The Lament of the Artist, a 4-part series of personal stories…

Part II – The First Breakthrough

My thoughts hid just beyond my reach – all  pathways doused with fear.  That English  teacher in 10th grade never did give back our papers.  Perhaps my classmates hadn’t even glanced my way. If a tree falls in a forest, and in the end nobody hears, why be so bent out of shape?  Because the tree that’s falling falls regardless. And it hurts.

The years passed and that feeling of having nothing to say hovered over me like a murder of black crows. Filled with gregariousness, I wanted to spill into the world.  Yet a vicious cycle of self reproach calcified into a maze of can’t, won’t, don’t inhibitions.  I was doomed before I could start. For 20 years I did nothing creative. Though fear is a mindset, made of nothing more than air,  I believed my own myth.  Reticence was a warden who locked my voice behind an iron door.  The harder I tried to get out,  the harder I kept myself in.

At 25, I finally short circuited. My creativity refused to be suffocated and it exploded forth. I quit my pre-law job within minutes of the internal combustion, which occurred walking through the garment district in Boston on my way to the office. I named myself an actress that day, the moment I gave my resignation, immediately joining a theater group and looking for parts. This led to stints as fashion designer, art student, weaver, fiber artist, handmade greeting card designer, potter, book artist, conceptual artist – and ultimately a songwriter. 

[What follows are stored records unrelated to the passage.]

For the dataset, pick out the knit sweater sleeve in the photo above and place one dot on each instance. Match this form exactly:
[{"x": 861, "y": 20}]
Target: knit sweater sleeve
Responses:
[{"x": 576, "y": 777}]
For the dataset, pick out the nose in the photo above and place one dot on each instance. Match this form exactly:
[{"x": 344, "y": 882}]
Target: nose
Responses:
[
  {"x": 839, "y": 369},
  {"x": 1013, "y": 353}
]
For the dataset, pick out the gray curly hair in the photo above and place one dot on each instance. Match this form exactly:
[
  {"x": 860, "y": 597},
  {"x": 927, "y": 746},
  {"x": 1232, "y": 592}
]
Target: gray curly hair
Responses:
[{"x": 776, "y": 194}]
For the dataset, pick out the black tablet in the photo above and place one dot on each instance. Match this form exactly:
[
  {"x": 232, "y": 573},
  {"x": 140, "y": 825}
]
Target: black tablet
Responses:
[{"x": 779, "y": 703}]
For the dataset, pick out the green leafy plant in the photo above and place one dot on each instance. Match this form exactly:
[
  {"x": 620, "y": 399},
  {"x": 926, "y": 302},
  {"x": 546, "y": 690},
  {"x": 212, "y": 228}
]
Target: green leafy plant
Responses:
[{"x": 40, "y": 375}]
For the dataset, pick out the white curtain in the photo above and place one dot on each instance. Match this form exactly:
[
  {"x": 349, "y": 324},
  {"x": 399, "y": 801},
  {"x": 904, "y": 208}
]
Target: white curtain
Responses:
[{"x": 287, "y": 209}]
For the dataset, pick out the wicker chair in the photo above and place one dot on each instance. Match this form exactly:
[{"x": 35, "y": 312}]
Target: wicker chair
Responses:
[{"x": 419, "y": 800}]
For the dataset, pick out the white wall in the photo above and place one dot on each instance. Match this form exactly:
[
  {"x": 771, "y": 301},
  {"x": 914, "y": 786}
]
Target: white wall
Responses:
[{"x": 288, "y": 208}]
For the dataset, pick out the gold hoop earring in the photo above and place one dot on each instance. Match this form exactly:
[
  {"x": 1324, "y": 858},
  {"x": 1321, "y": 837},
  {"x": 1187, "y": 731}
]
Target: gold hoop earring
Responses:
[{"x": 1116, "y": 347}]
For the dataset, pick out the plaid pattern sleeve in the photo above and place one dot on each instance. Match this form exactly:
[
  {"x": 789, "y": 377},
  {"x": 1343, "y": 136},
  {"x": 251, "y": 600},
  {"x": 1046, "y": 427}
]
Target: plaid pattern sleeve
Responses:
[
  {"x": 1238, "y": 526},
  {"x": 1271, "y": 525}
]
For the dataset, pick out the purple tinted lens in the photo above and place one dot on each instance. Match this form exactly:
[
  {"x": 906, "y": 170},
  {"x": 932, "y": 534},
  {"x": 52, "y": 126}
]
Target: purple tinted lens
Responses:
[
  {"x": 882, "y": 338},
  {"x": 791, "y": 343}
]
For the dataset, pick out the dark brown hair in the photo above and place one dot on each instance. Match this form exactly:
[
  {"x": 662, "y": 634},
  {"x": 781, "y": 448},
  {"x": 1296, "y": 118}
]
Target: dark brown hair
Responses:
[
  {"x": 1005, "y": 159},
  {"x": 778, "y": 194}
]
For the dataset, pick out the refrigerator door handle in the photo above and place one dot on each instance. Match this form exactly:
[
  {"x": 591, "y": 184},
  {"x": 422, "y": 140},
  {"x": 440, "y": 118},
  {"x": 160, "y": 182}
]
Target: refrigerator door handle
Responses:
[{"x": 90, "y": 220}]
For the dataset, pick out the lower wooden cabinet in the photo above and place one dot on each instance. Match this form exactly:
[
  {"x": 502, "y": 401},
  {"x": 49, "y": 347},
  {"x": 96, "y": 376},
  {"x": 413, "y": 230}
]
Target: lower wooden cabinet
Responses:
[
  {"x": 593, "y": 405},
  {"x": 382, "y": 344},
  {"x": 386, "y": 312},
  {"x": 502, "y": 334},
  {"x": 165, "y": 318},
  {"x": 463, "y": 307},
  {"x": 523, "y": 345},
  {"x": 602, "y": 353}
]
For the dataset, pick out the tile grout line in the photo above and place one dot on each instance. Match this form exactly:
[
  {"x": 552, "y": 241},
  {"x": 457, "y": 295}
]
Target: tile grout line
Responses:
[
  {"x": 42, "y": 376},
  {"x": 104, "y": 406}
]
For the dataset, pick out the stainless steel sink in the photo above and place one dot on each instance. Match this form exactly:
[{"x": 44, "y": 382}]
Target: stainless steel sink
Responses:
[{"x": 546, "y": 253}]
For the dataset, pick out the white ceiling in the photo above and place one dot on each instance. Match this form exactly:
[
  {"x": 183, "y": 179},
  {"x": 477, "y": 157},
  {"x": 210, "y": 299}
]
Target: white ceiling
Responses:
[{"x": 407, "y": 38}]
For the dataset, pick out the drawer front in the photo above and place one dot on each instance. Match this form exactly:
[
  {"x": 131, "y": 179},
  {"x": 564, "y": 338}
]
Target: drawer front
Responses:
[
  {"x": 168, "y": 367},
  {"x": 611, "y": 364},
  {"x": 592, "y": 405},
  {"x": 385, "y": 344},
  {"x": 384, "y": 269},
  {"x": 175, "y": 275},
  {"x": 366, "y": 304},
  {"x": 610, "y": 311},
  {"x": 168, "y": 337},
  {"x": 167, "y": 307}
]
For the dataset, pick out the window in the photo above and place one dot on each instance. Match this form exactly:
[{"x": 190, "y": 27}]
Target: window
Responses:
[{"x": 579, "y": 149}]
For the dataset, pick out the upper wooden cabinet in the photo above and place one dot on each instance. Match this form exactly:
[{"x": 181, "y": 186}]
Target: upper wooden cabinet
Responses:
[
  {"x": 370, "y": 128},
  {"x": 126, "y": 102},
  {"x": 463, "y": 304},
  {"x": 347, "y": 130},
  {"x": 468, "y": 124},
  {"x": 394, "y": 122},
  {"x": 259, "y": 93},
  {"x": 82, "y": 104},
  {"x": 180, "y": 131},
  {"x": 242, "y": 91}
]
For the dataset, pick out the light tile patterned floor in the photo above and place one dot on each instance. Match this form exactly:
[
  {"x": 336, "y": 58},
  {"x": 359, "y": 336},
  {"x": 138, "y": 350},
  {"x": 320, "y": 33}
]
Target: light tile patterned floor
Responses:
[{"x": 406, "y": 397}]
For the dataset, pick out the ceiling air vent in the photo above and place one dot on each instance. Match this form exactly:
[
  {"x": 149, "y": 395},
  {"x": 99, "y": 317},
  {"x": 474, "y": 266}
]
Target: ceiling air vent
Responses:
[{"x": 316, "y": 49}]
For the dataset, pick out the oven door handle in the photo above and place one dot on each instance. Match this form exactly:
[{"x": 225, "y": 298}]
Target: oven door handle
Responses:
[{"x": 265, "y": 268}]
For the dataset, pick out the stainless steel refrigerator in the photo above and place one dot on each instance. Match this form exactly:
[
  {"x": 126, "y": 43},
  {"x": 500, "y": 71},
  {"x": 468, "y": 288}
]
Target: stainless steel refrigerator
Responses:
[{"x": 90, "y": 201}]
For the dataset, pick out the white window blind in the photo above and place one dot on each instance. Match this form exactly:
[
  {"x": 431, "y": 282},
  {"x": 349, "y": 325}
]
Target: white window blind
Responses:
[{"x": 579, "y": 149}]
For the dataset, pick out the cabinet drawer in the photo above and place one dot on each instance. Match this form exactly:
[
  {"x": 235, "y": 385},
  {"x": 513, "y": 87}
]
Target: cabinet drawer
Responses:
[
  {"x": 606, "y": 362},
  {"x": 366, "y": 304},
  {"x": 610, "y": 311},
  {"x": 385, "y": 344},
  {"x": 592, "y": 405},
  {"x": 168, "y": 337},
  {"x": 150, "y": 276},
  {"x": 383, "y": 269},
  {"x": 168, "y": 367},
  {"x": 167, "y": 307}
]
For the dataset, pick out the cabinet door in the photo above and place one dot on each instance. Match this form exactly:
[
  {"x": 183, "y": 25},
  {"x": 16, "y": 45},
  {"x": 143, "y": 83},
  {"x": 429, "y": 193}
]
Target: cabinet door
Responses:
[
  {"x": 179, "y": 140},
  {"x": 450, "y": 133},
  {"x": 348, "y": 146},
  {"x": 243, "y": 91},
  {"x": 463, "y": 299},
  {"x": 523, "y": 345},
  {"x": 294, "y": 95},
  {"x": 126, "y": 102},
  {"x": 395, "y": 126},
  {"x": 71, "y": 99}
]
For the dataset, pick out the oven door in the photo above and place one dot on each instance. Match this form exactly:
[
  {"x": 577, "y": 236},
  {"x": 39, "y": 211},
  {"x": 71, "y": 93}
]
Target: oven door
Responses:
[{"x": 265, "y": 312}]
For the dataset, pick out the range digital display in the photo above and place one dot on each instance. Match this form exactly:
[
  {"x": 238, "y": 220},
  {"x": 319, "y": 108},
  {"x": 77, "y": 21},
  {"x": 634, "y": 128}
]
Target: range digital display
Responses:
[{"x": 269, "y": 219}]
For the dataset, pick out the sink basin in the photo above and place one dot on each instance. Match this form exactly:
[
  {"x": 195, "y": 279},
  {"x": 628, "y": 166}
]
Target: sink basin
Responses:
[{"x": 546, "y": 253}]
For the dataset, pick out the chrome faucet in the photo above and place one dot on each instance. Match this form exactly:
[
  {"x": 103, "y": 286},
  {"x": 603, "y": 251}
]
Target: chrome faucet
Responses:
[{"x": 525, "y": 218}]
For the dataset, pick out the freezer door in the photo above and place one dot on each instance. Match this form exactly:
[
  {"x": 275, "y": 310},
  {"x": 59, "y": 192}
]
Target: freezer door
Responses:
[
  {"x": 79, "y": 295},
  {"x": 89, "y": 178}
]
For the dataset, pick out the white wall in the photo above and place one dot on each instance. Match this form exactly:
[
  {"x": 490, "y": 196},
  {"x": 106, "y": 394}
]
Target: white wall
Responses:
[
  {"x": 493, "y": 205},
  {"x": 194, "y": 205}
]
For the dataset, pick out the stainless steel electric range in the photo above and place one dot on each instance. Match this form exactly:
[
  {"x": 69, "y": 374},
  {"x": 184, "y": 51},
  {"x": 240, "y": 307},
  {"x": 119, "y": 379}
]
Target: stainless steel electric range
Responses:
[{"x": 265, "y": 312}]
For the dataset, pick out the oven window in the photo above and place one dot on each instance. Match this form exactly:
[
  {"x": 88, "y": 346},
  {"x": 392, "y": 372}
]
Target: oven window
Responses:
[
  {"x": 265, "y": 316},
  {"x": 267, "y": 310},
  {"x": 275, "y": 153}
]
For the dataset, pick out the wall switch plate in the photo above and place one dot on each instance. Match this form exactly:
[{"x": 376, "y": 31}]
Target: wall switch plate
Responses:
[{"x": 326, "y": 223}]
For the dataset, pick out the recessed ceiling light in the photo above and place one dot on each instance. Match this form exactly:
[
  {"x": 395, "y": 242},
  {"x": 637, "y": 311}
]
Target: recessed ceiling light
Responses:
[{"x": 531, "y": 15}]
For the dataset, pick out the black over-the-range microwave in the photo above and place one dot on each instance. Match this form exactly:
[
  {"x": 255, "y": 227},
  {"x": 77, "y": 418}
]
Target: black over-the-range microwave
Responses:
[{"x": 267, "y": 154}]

These parts of me tipped like dominoes, phase upon phase, decade upon decade.  It was almost as if every few years I’d wake in time and space to find myself in the thick of a new brand of chaos.  Over and over, I bucked the career track that had advanced my peers in mad pursuit of originality and self expression.  Largely self-taught, I luxuriated in the freedom of my right brain to lead me in artistic quests of experimentation. Yet enthusiasm could carry me only so far –  eventually, the gatekeeper in my head would draw a line in the sand and warn “Out of Your League”.  And here would be the cue to reinvent myself yet again.